Tayler Malsam picked a brightly-lit stage for his NASCAR coming-out party.
The Mill Creek, Wash., resident will be racing against defending Sprint Cup champion Jimmie Johnson and Cup points leader Kyle Busch when he makes his inaugural start in the NASCAR Craftsman Truck Series on Wednesday in Bristol, Tenn.
“It’s going to be crazy, we’re getting pretty excited,” Malsam said last week of making his NASCAR debut. “We’re going to run about five (truck series) races this year.”
The series has had nine different winners this season and all nine will be in the O’Reilly 200 field. Busch, who has two truck series wins this year, will be looking to join Carl Edwards and Mark Martin as winners in all three NASCAR national series at Bristol Motor Speedway.
Series points leader Johnny Benson will be going for an unprecedented fourth straight victory after wins at Kentucky Speedway, O’Reilly Raceway Park at Indianapolis and Nashville. Previously, four drivers have tried but failed to win a fourth consecutive race in the series.
Two-time defending Cup champion Johnson will make his truck series debut driving for Randy Moss Motorsports in the No. 81 Chevrolet.
Malsam will be driving the No. 41 Dodge Ram for CHS Motorsports, a division of Cunningham Motorsports. Malsam has been driving stock cars in the ARCA RE/MAX Series this season for Cunningham.
The race will be televised live on the SPEED channel beginning at 4:30 p.m.
Bristol Motor Speedway — the “World’s Fastest Half Mile” according to the track’s Web site — is a 0.533-mile high-banked concrete oval surrounded by grandstands seating 160,000.
It is short-track racing on a large scale: regardless of series, few cars make it through an entire race unscathed.
“We tested the ARCA car there three weeks ago and it’s a fun track,” Malsam said. “It’s a lot easier by yourself than it would be with 40 cars on the track, that’s for sure.”
“I’ll probably get thrown around like a ragdoll, but it’ll be fun,” he added.
All three NASCAR national series will race under the lights at Bristol this week ¬— trucks on Wednesday, Nationwide on Friday and Cup on Saturday — which marks the 30th anniversary of the first Bristol night race in 1978. It will also this be the 53rd consecutive Bristol sellout.
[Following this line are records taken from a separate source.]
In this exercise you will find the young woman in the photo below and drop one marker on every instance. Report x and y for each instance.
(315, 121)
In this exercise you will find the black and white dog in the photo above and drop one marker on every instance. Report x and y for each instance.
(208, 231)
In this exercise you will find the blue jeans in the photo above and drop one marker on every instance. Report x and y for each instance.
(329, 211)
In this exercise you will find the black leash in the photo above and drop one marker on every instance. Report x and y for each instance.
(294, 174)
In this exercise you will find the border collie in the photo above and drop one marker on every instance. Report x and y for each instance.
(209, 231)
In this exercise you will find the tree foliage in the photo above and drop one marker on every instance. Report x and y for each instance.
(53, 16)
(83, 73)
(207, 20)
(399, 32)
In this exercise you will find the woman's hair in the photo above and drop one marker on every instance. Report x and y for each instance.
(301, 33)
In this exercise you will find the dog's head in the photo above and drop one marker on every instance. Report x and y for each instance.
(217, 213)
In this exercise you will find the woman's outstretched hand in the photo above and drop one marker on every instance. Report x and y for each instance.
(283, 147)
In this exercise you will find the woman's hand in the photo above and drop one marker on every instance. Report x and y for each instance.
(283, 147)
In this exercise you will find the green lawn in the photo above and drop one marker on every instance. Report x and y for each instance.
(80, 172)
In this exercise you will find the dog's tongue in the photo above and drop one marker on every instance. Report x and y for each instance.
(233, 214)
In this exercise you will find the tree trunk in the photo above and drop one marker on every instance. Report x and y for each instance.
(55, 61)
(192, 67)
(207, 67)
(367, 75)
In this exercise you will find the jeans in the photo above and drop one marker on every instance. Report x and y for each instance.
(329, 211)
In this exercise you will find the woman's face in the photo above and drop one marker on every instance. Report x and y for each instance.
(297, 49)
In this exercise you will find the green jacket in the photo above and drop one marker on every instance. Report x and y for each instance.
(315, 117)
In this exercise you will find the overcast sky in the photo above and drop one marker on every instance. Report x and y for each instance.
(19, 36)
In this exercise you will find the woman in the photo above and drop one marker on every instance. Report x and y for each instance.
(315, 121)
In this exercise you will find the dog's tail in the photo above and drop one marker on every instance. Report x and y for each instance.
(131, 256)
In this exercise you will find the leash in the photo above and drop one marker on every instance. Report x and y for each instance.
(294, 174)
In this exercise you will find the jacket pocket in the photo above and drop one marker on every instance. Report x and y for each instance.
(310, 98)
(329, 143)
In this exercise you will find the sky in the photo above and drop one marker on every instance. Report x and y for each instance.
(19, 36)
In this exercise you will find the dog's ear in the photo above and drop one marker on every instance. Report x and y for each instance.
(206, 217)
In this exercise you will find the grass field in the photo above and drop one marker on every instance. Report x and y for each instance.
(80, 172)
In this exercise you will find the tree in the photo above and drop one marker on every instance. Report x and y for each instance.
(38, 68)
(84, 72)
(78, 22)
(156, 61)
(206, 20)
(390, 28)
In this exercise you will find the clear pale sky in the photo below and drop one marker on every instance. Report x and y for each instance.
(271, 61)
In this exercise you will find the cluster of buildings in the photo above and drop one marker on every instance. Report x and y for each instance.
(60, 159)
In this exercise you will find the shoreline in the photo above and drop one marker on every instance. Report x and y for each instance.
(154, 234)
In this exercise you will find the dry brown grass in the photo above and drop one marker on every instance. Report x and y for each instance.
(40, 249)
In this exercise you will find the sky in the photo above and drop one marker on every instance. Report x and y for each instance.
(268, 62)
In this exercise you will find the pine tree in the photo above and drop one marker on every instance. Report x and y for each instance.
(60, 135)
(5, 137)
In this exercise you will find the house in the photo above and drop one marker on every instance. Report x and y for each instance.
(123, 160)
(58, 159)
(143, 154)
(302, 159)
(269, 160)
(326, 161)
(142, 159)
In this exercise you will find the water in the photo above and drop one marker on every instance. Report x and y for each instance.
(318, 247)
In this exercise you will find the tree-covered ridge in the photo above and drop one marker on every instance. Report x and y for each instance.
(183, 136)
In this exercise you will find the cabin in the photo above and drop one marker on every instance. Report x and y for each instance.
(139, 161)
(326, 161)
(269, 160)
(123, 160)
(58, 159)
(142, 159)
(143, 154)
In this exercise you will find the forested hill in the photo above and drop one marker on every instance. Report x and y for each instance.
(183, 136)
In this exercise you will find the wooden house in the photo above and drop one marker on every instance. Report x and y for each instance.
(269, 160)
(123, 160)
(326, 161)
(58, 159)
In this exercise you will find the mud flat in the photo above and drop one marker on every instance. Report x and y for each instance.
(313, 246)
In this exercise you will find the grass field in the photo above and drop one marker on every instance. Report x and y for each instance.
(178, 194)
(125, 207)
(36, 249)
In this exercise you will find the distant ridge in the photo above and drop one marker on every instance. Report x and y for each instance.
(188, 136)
To help recognize the Pacific Northwest and let the nation know where he is from, Malsam’s truck for his NASCAR debut will carry the graphics of the Hydroplane &Raceboat Museum in Kent, Wash.
The Hydroplane &Raceboat Museum is the nation’s only public museum dedicated solely to powerboat racing and it is a place special to seven-time national champion hydroplane racer Chip Hanauer, who has served as an advisor to Malsam.
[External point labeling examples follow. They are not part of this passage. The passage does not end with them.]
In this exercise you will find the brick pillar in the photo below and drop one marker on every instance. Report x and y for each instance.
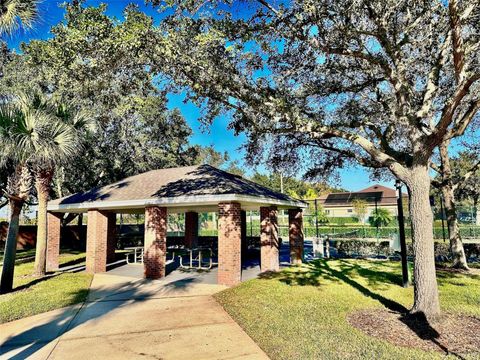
(53, 240)
(97, 235)
(229, 244)
(243, 230)
(269, 258)
(155, 252)
(191, 229)
(111, 237)
(295, 221)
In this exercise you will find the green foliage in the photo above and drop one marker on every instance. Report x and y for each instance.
(380, 217)
(299, 189)
(315, 300)
(101, 65)
(41, 296)
(360, 207)
(16, 14)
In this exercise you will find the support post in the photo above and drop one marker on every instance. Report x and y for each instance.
(295, 221)
(97, 236)
(191, 229)
(111, 237)
(229, 244)
(54, 221)
(269, 257)
(243, 230)
(155, 244)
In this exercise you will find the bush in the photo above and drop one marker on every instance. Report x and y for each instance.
(348, 248)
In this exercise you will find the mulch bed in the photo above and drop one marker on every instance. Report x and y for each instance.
(451, 334)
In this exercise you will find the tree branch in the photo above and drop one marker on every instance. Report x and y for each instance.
(461, 125)
(457, 41)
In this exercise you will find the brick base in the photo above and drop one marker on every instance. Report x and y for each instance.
(229, 244)
(53, 240)
(111, 237)
(191, 229)
(269, 257)
(295, 221)
(155, 251)
(97, 235)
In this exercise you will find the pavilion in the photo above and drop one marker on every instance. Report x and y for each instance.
(188, 190)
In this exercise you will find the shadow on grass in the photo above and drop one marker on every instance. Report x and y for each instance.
(313, 273)
(34, 337)
(73, 262)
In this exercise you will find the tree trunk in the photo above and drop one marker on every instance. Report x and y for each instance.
(426, 301)
(6, 283)
(448, 193)
(42, 184)
(456, 245)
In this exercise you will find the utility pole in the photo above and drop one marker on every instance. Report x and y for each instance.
(443, 217)
(401, 233)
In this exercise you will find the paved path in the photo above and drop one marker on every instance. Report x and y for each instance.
(130, 318)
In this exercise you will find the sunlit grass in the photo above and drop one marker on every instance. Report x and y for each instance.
(34, 295)
(301, 313)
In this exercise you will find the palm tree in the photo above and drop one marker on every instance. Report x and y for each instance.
(15, 154)
(66, 130)
(17, 13)
(37, 135)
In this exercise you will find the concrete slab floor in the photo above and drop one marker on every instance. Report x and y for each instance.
(129, 318)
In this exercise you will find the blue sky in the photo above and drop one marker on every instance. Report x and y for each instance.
(217, 135)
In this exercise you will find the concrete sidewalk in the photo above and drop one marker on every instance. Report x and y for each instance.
(129, 318)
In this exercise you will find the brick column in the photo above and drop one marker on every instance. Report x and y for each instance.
(243, 231)
(53, 240)
(191, 229)
(295, 221)
(155, 252)
(97, 235)
(229, 244)
(111, 237)
(269, 258)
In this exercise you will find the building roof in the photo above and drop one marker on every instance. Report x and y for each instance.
(190, 186)
(379, 194)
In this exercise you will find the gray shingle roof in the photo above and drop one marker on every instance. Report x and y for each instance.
(173, 183)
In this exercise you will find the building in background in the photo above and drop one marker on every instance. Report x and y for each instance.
(376, 196)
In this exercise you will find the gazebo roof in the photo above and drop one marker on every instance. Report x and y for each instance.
(199, 187)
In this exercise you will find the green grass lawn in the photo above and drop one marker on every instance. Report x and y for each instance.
(32, 295)
(300, 313)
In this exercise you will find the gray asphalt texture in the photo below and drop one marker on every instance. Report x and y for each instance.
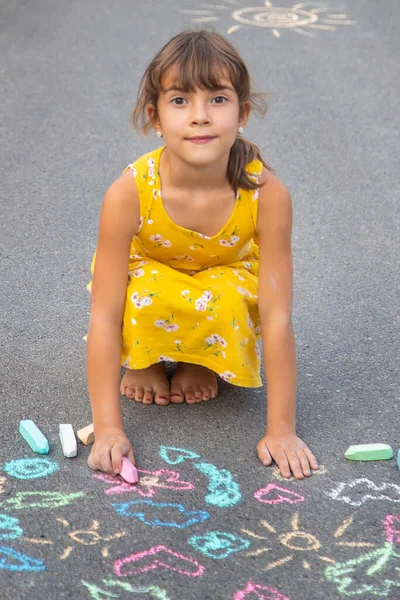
(69, 77)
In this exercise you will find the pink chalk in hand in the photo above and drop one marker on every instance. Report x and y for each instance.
(129, 471)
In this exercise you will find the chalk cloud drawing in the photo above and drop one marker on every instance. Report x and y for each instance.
(218, 544)
(373, 573)
(24, 500)
(9, 528)
(262, 592)
(274, 494)
(153, 516)
(11, 560)
(88, 537)
(98, 593)
(361, 490)
(155, 558)
(150, 482)
(296, 18)
(30, 468)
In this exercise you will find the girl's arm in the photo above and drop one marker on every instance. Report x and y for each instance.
(119, 222)
(275, 297)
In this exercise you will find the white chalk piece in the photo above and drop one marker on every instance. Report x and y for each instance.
(68, 440)
(35, 438)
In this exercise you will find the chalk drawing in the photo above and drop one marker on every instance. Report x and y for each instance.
(9, 528)
(294, 540)
(150, 482)
(278, 475)
(262, 592)
(97, 593)
(156, 508)
(24, 500)
(176, 456)
(358, 492)
(218, 544)
(275, 18)
(155, 558)
(223, 492)
(11, 560)
(88, 537)
(30, 468)
(274, 494)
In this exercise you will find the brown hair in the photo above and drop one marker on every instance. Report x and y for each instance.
(200, 58)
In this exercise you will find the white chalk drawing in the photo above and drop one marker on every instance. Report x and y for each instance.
(296, 18)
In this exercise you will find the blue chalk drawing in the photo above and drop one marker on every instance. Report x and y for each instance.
(195, 516)
(30, 468)
(9, 528)
(218, 544)
(223, 490)
(175, 456)
(11, 560)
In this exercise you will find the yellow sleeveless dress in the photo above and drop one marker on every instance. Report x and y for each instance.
(192, 298)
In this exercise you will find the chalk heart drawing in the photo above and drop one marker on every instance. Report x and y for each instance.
(223, 492)
(149, 483)
(155, 558)
(24, 500)
(297, 18)
(30, 468)
(218, 544)
(274, 494)
(10, 560)
(136, 508)
(176, 456)
(262, 592)
(358, 492)
(9, 528)
(99, 593)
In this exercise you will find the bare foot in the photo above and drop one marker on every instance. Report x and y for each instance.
(146, 385)
(192, 383)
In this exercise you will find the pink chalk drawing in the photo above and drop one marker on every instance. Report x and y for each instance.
(274, 494)
(149, 483)
(258, 590)
(144, 561)
(392, 533)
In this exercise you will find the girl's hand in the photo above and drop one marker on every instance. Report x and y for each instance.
(107, 451)
(289, 452)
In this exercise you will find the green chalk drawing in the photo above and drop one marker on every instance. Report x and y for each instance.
(367, 567)
(24, 500)
(218, 544)
(30, 468)
(9, 528)
(223, 490)
(175, 456)
(97, 593)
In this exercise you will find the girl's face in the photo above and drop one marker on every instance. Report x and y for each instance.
(184, 117)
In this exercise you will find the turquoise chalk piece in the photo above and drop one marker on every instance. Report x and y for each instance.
(369, 452)
(33, 436)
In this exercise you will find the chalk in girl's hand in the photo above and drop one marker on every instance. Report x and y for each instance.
(35, 438)
(68, 440)
(129, 471)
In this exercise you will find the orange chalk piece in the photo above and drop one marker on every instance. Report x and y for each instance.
(86, 435)
(129, 471)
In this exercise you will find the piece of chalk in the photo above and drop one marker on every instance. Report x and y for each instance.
(129, 471)
(86, 435)
(369, 452)
(68, 440)
(35, 438)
In addition to Bristol, Malsam said he expects to run four more truck races this year in preparation for racing the full season in 2009. Although the schedule is still being worked on, Malsam said Martinsville, Va., Texas, Phoenix and Lowe’s Motorspeedway in Charlotte, N.C., were possible truck races he could run this season.
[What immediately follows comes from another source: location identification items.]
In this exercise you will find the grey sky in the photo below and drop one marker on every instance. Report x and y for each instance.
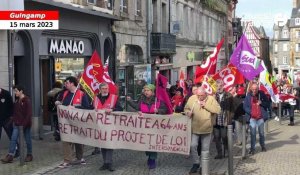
(264, 12)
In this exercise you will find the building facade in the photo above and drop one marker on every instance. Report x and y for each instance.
(130, 33)
(281, 46)
(45, 56)
(198, 26)
(258, 41)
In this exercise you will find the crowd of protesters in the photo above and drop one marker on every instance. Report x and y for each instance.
(210, 115)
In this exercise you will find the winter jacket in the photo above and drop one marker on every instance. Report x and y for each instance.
(6, 106)
(22, 115)
(265, 103)
(203, 118)
(227, 108)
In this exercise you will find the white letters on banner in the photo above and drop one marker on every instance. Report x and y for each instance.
(125, 130)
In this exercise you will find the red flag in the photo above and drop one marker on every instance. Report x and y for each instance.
(284, 97)
(161, 93)
(230, 76)
(209, 67)
(106, 78)
(182, 83)
(92, 75)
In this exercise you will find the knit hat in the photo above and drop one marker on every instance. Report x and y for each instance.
(150, 86)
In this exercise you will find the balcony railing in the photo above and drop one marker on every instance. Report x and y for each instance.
(163, 44)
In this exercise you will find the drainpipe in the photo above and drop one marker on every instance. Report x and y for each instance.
(10, 36)
(149, 30)
(149, 26)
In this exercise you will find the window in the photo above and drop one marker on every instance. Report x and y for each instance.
(297, 61)
(284, 59)
(297, 34)
(275, 47)
(124, 6)
(276, 35)
(91, 1)
(285, 34)
(297, 49)
(297, 21)
(284, 47)
(138, 8)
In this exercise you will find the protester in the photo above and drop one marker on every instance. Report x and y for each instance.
(223, 119)
(52, 98)
(108, 102)
(22, 116)
(177, 100)
(6, 111)
(292, 104)
(201, 108)
(150, 105)
(255, 106)
(74, 98)
(239, 113)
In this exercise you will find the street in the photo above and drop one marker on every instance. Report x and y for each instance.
(282, 157)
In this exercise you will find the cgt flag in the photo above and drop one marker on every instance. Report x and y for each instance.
(161, 93)
(92, 75)
(268, 85)
(244, 59)
(230, 76)
(106, 78)
(210, 65)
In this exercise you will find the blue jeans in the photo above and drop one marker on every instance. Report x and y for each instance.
(260, 125)
(15, 137)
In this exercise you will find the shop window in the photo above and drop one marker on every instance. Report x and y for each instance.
(138, 8)
(284, 60)
(91, 1)
(297, 61)
(124, 6)
(65, 67)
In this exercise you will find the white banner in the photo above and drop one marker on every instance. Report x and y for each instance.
(125, 130)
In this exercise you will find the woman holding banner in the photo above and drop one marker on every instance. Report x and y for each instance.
(108, 102)
(149, 104)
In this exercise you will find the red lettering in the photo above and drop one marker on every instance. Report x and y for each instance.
(99, 117)
(142, 135)
(113, 134)
(107, 120)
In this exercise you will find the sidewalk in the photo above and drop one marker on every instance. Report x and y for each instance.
(283, 152)
(282, 157)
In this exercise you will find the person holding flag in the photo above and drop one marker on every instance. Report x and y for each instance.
(255, 106)
(149, 104)
(201, 108)
(74, 98)
(108, 102)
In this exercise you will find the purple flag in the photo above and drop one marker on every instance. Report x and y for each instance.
(245, 60)
(161, 92)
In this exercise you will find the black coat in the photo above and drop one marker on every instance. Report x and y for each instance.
(6, 106)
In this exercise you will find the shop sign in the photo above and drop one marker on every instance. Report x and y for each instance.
(66, 46)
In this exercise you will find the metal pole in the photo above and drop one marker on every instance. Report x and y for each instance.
(279, 112)
(21, 143)
(230, 154)
(244, 138)
(267, 126)
(205, 162)
(10, 59)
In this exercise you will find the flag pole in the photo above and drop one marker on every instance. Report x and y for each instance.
(74, 93)
(156, 83)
That is, if he can fit those races into an already packed schedule. The 19-year-old has been splitting his racing time this year between the ARCA series and racing sprint cars for Rudeen Racing of Monroe, Wash. at local and national tracks.
“I’m still trying to figure it out,” Malsam said of his hectic schedule. “I tell people, ‘Tell me where to go to drive the racecars.’”
For now that means finishing out the ARCA season with Cunningham, and looking forward to the 2009 truck season driving for CHS. He plans on moving to Charlotte next summer to focus on racing.
But as fast as he has risen through the racing ranks so far, Malsam knows there are still a couple more rungs he has to climb to get to the top of the ladder.
So, after his truck debut on Wednesday, Malsam will test drive a Sprint Cup car for Penske Racing.
In June, Cunningham Motorsports was named the official driver development team for Penske. That deal may open the door for Malsam to join an organization with more than 300 victories in various auto racing series, including an unprecedented 14 Indianapolis 500 wins and the 2008 Daytona 500.
“We met with Penske but there’s no deal,” Malsam said. “I’d love to sign with Penske and just be racing for them next year. Penske is one of the best teams out there.”
Regardless of the outcome Wednesday night in Bristol, Malsam’s racing future appears to be as bright as the stage he’ll be stepping on for his NASCAR debut.